Comme si les doutes de Desaine l’influençaient, Therava marmonna à demi pour elle-même :

— L’erreur serait au contraire de nous dresser contre les Aes Sedai. Avant la Dislocation du Monde, nous les servions, et c’est pour nous punir de les avoir trahies que nous fûmes exilés dans la Tierce Terre. Si nous les trahissons de nouveau, nous serons détruits.

Des fadaises que tout le monde croyait, tirées d’anciennes légendes et légitimées par les coutumes. Sevanna avait cependant des doutes. Les Aes Sedai lui avaient semblé faibles et peu avisées. Par exemple, voyager avec pour escorte quelques centaines d’hommes, et traverser des pays où les vrais Aiels – les Shaido – pouvaient lancer contre elles des milliers de guerriers…

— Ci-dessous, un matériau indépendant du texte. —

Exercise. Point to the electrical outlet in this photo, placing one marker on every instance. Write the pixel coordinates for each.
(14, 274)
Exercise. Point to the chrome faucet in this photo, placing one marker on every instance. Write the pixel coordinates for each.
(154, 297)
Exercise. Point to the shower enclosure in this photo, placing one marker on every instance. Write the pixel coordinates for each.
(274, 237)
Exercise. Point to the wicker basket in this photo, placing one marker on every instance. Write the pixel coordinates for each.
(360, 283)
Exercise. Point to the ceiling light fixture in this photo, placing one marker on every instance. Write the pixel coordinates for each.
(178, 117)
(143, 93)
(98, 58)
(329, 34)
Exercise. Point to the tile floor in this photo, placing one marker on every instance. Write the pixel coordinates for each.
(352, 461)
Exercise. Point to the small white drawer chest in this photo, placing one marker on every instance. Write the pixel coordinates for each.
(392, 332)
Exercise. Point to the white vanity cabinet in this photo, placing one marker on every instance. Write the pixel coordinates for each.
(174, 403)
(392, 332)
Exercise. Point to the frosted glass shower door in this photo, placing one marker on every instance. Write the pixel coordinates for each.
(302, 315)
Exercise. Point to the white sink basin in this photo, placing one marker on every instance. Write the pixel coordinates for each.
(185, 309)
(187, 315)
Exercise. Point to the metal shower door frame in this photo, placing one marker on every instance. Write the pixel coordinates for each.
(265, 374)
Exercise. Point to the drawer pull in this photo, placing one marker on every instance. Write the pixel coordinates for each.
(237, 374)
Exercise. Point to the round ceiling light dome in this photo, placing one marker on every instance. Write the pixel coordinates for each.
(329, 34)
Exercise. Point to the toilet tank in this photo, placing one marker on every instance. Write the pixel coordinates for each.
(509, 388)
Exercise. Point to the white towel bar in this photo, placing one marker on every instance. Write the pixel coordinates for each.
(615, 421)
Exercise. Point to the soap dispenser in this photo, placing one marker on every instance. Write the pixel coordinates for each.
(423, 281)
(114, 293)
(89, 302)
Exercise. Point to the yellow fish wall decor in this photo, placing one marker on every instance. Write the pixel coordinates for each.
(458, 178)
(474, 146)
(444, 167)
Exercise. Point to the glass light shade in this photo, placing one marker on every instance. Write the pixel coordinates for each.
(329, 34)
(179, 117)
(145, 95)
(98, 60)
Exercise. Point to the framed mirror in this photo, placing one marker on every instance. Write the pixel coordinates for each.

— Un jour nouveau s’est levé, dit Sevanna, reprenant l’introduction d’un des discours qu’elle avait tenus devant les Matriarches. Nous ne sommes plus liés à la Tierce Terre. Tout ce qui était a changé, n’importe qui peut le voir. Si nous ne changeons pas aussi, nous serons anéantis.

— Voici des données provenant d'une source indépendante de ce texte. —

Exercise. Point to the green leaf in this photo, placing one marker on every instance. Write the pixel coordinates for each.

Sevanna n’avait jamais précisé l’étendue des changements qu’elle estimait requis. Si ça ne tenait qu’à elle, les Matriarches Shaido n’enverraient plus jamais un homme à Rhuidean…

— Nouveau jour ou non, grommela Desaine, que ferons-nous de Rand al’Thor, si nous parvenons à l’arracher aux griffes des Aes Sedai ? Il serait préférable, et plus facile, de lui planter un couteau dans le cœur pendant que les sœurs l’escortent vers le nord.

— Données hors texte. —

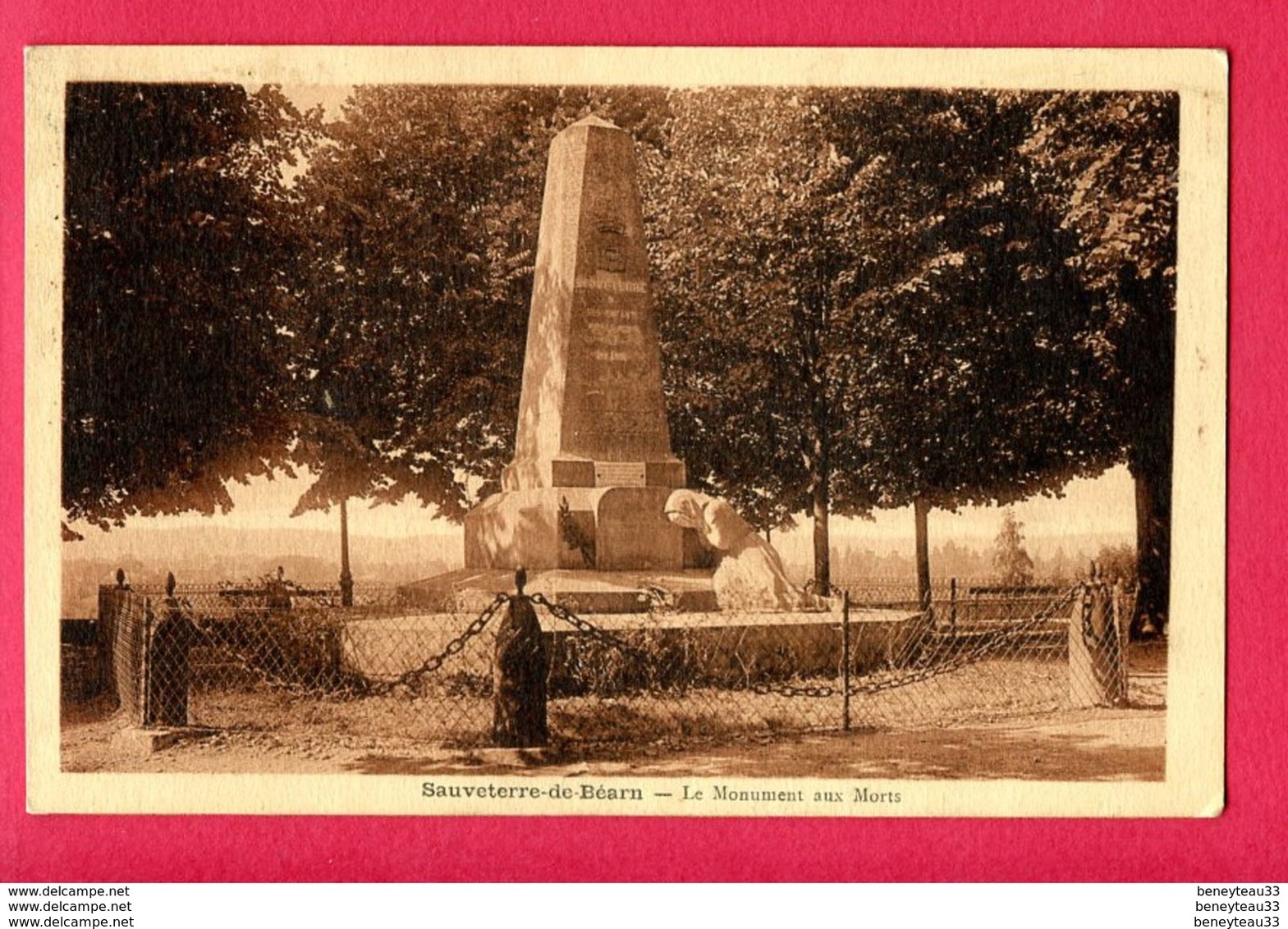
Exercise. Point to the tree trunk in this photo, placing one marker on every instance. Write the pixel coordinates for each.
(1148, 353)
(346, 575)
(821, 506)
(1153, 549)
(920, 510)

Sevanna ne répondit pas, simplement parce qu’elle ne savait que dire. Pas encore, en tout cas… Tout ce qu’elle savait, pour l’instant, se résumait à ça : si le soi-disant Car’a’carn, le chef suprême de tous les Aiels, était un jour enchaîné devant sa tente comme un chien enragé, ces terres appartiendraient pour de bon aux Shaido. Et à leur chef – elle-même. Elle le savait bien avant que l’étrange homme des terres mouillées l’ait trouvée d’une mystérieuse manière dans la montagne que ces gens appelaient la Dague de Fléau de sa Lignée. Après lui avoir remis un petit cube de pierre très dure couvert de bizarres sculptures, il lui avait dit comment l’utiliser – avec l’aide des Matriarches capables de canaliser – lorsque Rand al’Thor serait en son pouvoir.

Sevanna portait en permanence le cube dans sa bourse. Sans savoir exactement ce qu’elle finirait par faire, elle n’avait jamais parlé à personne de l’homme et de l’objet.